Though it would be expensive, Coun. Manno Theos feels the only option for Ryan is an overpass. But Erik Eriksson said the idea is not realistic in terms of money or structure.
“There’s no way to get an overpass across Ryan,” he said, noting the structural requirements are too high.
The Comox Valley Accessibility Committee has appealed to council for solutions to challenges presented by the narrow walkway on the north side of Ryan, and the lack of a safe crossing. Mayor Larry Jangula cautioned council that a sidewalk upgrade is worth a million dollars and would be Courtenay’s responsibility.
“Be careful what you ask for,” he said, noting BC Transit has offered scooter users a free ride up Ryan.
•Council directed staff to report back about a $10,000 request from the Kumugwe Cultural Society to support a summer art exhibition called Potlatch 67-67, signifying the implementation and lifting of the Anti-Potlatch Law. City CAO David Allen said money is available via gaming funds, but finance director Brian Parschauer cautioned about opening the door to random requests.
Coun. David Frisch suggested the request presents an “opportunity to help with reconciliation.”
The society has a $100,000 budget for the exhibit. It welcomes in-kind contributions such as facility rentals.
•Council unanimously approved five-year financial plans for water and sewer. The water system has a regional and municipal component. The CVRD has some impending costly upgrades to source water infrastructure to address boil water notices, and to provide a continuous supply of quality water. Bulk water rates are increasing for the next five years to pay for the improvements. For 2018, the CVRD rate is increasing from 71 to 75 cents per cubic metre, which represents more than 60 per cent of Courtenay’s annual operating costs.
“We can’t keep upping the costs,” Jangula said.
Frisch said the district is well positioned to receive grant funding for a proposed $110 million water treatment system, which would cost $86 per household for those connected to the CV Water System.
“We don’t have the grants yet,” Jangula said.

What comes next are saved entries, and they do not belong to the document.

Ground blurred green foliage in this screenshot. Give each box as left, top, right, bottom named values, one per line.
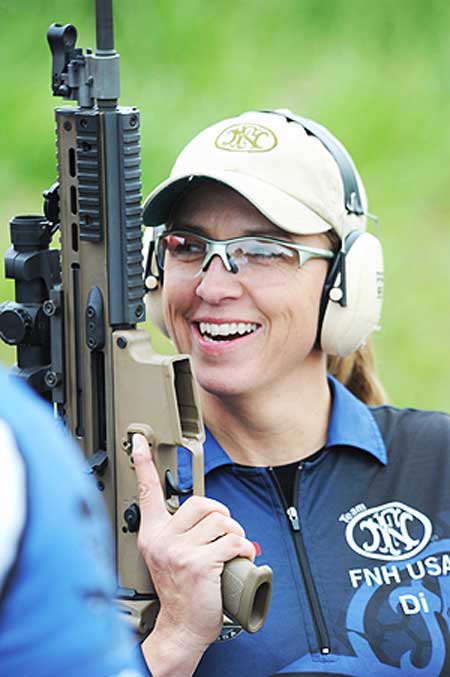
left=0, top=0, right=449, bottom=410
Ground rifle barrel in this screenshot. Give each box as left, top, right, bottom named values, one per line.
left=96, top=0, right=115, bottom=52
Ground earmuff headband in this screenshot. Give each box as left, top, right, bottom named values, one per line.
left=259, top=110, right=364, bottom=216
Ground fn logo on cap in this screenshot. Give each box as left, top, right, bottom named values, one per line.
left=215, top=123, right=277, bottom=152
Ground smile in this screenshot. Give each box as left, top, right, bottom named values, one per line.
left=197, top=321, right=259, bottom=342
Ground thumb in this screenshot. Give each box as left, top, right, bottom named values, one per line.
left=132, top=433, right=168, bottom=525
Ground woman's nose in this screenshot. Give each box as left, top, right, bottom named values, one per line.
left=195, top=255, right=243, bottom=304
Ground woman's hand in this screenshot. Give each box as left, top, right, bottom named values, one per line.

In March, the CVRD will seek consent to borrow up to $29 million via the Alternate Approval Process. Coun. Bob Wells, chair of the CVRD Water Committee, has been making sure senior governments are aware that the project needs to be done.
“I’m fighting to get as much grant funding as possible,” he said.
Though the target is $50 million, Wells said he is “fighting for $75 million.”